III.2. En este contexto, el derecho a un juez imparcial e independiente, prohíbe el juzgamiento por una autoridad que no esté dotada de independencia e imparcialidad que caracterizan a los tribunales y que se traduce en la falta de interés del juez en los resultados del litigio desde cualquier punto de vista, esto es, desde el de los demás órganos que conforman el Estado (independencia externa); desde el de otros jueces, particularmente de los de grado superior (independencia interna); como desde el de las partes (imparcialidad), lo que implica, en este último caso, que el juzgador que decida la controversia judicial sometida a su conocimiento esté exento de todo interés o relación personal con el problema, manteniendo una posición objetiva en el momento de adoptar su decisión, y por lo mismo, no puede verse constreñido por ningún tipo de consideraciones que puedan ser entendidas como un propósito de favorecer a una de las partes en desmedro de la otra; por el contrario, su objetividad frente al proceso es lo que debe primar.

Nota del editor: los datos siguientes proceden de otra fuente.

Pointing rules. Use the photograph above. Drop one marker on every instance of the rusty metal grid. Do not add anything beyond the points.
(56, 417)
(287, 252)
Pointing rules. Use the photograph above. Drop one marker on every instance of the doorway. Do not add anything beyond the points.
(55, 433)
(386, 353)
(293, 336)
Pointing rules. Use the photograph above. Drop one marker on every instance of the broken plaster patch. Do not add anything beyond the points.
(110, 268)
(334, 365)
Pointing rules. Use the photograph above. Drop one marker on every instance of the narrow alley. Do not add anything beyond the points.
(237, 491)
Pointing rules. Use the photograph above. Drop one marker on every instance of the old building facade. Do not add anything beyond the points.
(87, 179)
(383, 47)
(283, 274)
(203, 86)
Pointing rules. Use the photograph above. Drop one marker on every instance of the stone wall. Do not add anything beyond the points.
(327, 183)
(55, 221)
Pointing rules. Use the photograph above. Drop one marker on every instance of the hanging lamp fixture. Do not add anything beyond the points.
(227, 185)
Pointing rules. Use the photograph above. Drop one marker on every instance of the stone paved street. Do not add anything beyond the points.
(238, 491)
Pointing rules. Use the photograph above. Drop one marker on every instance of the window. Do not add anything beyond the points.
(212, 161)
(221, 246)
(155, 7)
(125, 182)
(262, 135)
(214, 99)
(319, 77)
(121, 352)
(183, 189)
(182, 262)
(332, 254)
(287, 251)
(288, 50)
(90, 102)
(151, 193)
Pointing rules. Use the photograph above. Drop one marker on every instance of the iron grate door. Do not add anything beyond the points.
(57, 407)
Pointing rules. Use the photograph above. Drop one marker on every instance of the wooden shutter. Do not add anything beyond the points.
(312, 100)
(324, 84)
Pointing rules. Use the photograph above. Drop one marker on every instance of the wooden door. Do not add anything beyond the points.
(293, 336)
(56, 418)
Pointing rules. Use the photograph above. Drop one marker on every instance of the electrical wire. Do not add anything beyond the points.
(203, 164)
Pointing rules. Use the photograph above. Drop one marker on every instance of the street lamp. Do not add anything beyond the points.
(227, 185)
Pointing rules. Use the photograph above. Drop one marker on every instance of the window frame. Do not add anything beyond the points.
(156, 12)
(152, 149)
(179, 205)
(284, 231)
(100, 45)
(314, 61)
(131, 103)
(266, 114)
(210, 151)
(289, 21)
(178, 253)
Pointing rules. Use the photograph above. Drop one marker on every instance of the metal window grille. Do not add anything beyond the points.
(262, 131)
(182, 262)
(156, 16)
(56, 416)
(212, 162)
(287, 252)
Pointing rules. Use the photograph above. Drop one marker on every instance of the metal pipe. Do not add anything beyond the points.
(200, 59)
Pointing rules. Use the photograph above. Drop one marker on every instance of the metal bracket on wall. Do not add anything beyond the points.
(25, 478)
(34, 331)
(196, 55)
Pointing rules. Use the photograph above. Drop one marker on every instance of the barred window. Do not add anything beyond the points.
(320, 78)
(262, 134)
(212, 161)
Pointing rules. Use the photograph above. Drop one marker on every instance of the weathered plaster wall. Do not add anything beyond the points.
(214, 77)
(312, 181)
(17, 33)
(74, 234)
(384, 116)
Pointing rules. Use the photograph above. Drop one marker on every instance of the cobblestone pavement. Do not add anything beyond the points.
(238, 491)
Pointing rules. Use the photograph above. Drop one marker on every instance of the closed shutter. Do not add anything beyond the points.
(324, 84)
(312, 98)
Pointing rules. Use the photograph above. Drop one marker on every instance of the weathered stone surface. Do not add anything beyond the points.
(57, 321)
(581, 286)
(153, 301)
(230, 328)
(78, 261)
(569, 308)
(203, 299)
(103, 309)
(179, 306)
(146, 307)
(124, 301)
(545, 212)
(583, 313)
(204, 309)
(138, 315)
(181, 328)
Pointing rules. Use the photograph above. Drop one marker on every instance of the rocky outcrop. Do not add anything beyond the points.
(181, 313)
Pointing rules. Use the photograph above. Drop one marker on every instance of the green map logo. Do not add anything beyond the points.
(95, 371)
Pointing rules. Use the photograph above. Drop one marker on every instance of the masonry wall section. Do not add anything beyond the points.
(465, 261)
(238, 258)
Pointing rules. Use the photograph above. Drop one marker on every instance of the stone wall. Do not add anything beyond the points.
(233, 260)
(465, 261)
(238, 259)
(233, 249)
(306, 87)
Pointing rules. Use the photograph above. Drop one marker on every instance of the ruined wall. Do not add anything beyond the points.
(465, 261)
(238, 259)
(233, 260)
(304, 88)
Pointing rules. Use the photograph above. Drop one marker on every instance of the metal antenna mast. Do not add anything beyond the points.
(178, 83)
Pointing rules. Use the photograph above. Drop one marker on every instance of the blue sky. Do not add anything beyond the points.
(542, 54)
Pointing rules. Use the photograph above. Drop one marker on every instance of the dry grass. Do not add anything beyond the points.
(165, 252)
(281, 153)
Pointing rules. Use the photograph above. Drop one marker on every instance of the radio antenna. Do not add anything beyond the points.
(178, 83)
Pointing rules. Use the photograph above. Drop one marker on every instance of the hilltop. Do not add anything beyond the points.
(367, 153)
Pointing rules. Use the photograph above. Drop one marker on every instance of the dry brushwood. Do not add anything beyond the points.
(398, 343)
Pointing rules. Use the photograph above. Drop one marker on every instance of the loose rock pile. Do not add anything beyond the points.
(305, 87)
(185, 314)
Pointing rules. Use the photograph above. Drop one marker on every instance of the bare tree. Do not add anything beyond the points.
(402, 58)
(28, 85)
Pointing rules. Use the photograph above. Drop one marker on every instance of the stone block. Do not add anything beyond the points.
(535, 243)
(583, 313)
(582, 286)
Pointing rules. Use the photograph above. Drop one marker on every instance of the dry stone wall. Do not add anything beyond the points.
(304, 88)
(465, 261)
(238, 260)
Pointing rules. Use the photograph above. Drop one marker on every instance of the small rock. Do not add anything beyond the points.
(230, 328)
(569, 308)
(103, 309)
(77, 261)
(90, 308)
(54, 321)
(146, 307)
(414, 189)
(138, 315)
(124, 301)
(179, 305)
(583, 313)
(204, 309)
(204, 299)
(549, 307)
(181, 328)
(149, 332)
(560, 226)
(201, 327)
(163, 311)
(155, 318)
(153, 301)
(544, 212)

Consiguientemente, el derecho a un juez imparcial, está orientado a preservar la llamada imparcialidad objetiva en todo sistema procesal y en todas las instancias y jurisdicciones, sean ordinarias o extraordinarias, como una garantía; a cuyo fin, el legislador ha incorporado mecanismos que aseguren su control y que en nuestro sistema, se encuentran inmersos en el capítulo de la excusa y la recusación.
En la jurisdicción constitucional, concretamente en el Título Tercero de la Ley del Tribunal Constitucional (LTC) se incorporó el Capítulo III, “de las Excusas”, como un mecanismo idóneo para asegurar esa imparcialidad, imponiéndole al juez constitucional o Tribunal de garantías el deber de excusarse en su primera actuación, cuando se encontrare comprendido en cualquiera de las causales previstas en el art. 34 de la citada Ley, entre las que se encuentra “la intervención del magistrado en el caso por razón de su cargo o profesión, como abogado o mandatario, o por haber ejercido cualquier función que comprometa su imparcialidad”. La inobservancia de esta previsión legal, conlleva la sanción establecida por el art. 37 de dicha ley. El hecho de permitir la intervención en el trámite y resolución de un recurso extraordinario, a una autoridad que esta comprendida en alguna causal de excusa, implicaría desconocer una de las garantías fundamentales de la administración de justicia, cual es el derecho de toda persona a contar con un tribunal que no sólo esté predeterminado por ley, sino a que éste resuelva la causa con total objetividad e imparcialidad.
En el caso que se examina, por los antecedentes que informan el legajo, se tiene establecido, que el tribunal de hábeas corpus, conformado por los miembros de la Sala Penal Segunda de la Corte Superior del Distrito Judicial de Cochabamba, omitieron garantizar al representado del recurrente el derecho de someter su demanda a conocimiento de un juez imparcial; en razón de que las referidas autoridades, sin embargo de haber conocido y resuelto, como tribunal de alzada el recurso de apelación interpuesto por el hoy recurrente, contra la Resolución de 18 de noviembre de 2004, que dispuso la cesación de la detención preventiva del imputado y consiguiente aplicación de medidas sustitutivas -ahora impugnada-, confirmando la resolución apelada mediante Auto de 29 de noviembre de 2004; no formularon excusa dentro de la demanda de habeas corpus interpuesto por el imputado hoy representado del recurrente, contra la referida resolución dictada por la juez demandada y convalidada por ellos, no obstante de estar comprendidos dentro de la causales previstas en el art. 34 inc. 3) de la LTC, conforme exige la previsión contenida en el art. 35 de la misma Ley; quienes por el contrario, admitieron la demanda de hábeas corpus y pronunciaron la Resolución de 9 de diciembre de 2004, objeto de la revisión, que declaró improcedente el recurso por el actor; situación que impone la necesidad de corregir esa irregularidad, en resguardo del derecho de toda persona de contar con un tribunal imparcial, derecho que se constituye en un elemento esencial de la garantía del debido proceso y que no puede ser desconocido por esta jurisdicción.